LOWELL, Thomas V., Department of Geology, University of Cincinnati, Cincinnati, OH 45221, thomas.lowell@uc.edu

The Greenland Ice Cores have long been held as a reference for climate change during the late Pleistocene. The isotopes from multiple cores now provide a detailed record that many paleoclimate records have been compared to. Glaciers are taken as being most responsive to temperatures during the summer ablation season. Oerlemans (2005) has show that a global network of small glaciers can provide a temperature record over the last two hundred years that matches the global temperature derived from instrumented records. It would be informative to ask if the margins of ice sheets match the reference for climate change. The lobes of the Laurentide ice sheet that occupied the Great Lakes are examined here in that context.

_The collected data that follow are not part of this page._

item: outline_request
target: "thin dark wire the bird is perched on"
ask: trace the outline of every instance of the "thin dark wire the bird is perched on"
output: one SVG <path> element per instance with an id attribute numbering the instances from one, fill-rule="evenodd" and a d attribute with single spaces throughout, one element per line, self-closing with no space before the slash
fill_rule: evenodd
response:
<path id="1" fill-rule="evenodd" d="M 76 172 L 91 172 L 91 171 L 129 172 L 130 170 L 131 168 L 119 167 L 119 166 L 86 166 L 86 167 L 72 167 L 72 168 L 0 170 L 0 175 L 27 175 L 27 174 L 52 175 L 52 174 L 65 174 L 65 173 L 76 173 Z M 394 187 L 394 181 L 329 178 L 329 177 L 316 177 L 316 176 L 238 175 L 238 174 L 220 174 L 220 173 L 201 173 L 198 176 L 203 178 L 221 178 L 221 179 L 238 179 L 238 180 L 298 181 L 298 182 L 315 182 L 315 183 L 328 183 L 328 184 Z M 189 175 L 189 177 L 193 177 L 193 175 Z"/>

For the last glacial maximum records show that the ice sheet was south of the Great Lakes by 27.2 ka cal and continued to reach its maximum at 24.0 ka cal and started to retreat as early as 21.7 ka cal with major retreat underway by 17.0 ka cal. Superposed on this general pattern were advances at 24.0, 24.0, 22.2 and 21.2 ka cal. With the exception of a warm interstadial at 27.5 and 23.5 ka cal, the ice core is nearly linear during this time. In other words examination of the ice core alone would not suggest the growth, decay pattern, nor major advances of the ice sheet margin.

Possible explanations for this disconnect are 1) the ice core record does not represent the climate of the Great Lakes region; 2) the concept of seasonality, whereby the ice core records mean annual, not summer temperatures; 3) the dynamics of ice sheets are not driven by climate changes. Given that the above record was derived from and is consistent with both the Lake Michigan and Lake Erie lobes option 3 seems unlikely. This comparison can not distinguish between options 1 and 2.